If skin irritation is your only bottleneck or you have thin toes, you may find that wearing toe socks underneath helps. Wearing normal shaped socks over top can also help with slipping. If you notice the "pillar" between the big toe and second toe slipping up, Correct Toes suggests using a bit of velcro through the slot and around your big toe to keep it in place, but you can also use your other foot to push it back in. This may happen less if you wear them in shoes since there's nowhere for it to go.
How long does it take overall?
Some people wear the Correct Toes for a period of time and then stop. Others continue to wear them for years. It can be very personal.
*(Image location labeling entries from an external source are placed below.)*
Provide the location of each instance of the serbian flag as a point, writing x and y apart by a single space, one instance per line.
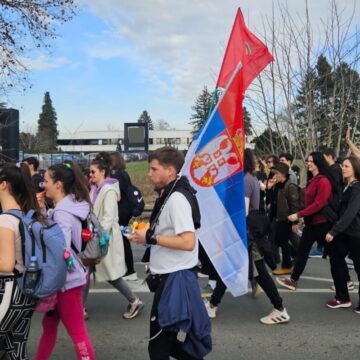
214 167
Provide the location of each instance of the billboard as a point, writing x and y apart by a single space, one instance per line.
136 137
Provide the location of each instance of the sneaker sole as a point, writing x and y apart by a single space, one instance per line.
280 321
292 288
339 306
135 313
350 288
282 274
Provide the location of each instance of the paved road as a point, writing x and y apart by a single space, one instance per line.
314 331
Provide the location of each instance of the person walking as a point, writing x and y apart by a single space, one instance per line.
118 172
16 192
105 194
257 264
318 193
65 185
177 301
285 202
344 236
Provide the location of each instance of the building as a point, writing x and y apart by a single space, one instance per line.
95 141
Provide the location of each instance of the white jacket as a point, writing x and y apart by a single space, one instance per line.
113 265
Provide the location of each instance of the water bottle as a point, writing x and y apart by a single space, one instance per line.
69 259
31 276
103 243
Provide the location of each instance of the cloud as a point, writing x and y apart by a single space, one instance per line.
179 44
43 62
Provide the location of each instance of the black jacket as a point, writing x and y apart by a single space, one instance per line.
286 200
124 207
349 221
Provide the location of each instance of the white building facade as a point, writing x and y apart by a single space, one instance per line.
95 141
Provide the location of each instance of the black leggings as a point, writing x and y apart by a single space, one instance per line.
310 234
16 311
338 249
283 232
129 259
263 279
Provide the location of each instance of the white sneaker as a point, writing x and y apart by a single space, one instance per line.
350 285
276 317
133 309
131 277
210 309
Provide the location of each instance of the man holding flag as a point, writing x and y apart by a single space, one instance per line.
215 167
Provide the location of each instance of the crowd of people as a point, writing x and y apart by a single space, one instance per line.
286 224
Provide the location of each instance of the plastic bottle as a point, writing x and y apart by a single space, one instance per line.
70 263
31 276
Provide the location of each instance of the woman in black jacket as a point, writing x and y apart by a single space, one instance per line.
284 203
344 237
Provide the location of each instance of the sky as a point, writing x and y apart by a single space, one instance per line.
116 58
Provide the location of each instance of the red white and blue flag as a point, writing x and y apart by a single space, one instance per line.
214 162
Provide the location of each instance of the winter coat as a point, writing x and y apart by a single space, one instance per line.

Most of the people I"ve talked to at the store who wear them everyday and are relatively active see changes within a year. I highly recommend taking a before and after photo, as the change can be so gradual that you might be surprised at how far you've come. On the other hand, you might not notice a lot of visual differences, but you may notice a difference in functionality, which is awesome!
How do you make the most of Correct Toes?
Correct Toes work best when you use them every day, combined with shoes that are wide enough to wear them in, lots of walking and other active or just weight bearing time, and foot exercises like those designed for people who are transitioning to minimal shoes.
You can do some of all of these things, and it may not all be at the same time. If you're curious about resources, check out our blog post on Arches
for the link list at the end including movement educators and foot friendly health specialists, as well as the Correct Toes website
and recommended shoe list
, or let us know if you have a more specific question! If we can't answer it we'll try to connect you with someone who can. We also highly recommend Katy Bowman's books
for the kind of exercises that can amplify the effects of Correct Toes
(and vice versa).
If you're still deciding and want to continue your research, check out these write ups from some highly respected voices in our community.
Petra is a well regarded teacher of Katy Bowman's work in addition to other foot health and general mobility-focused modalities such as CARS. Here she covers several types of toe spacers including notes on function and durability.
Anya is one of the go-to resources for the minimal shoe community for education on what kind of feet you have and how to shop for them as well as reviews of a vast number of minimal brands, and has recently launched a shop making it easier for those in America to access European brands.
Natural Foot Gear is a shop focusing on foot friendly tools for a movement rich life, and their write up goes into a few aspects not mentioned here and vice versa. They also sell Correct Toes, so like us they are not unbiased, but they do a good job of explaining why they love this brand so much.
Wendy is another huge reviewer and educator in the minimal shoe world, whose website helps people find a good minimal shoe match for their needs. We especially appreciate her perspective on styling minimal shoes for larger bodies, and her take as a mom on minimal shoes for kids.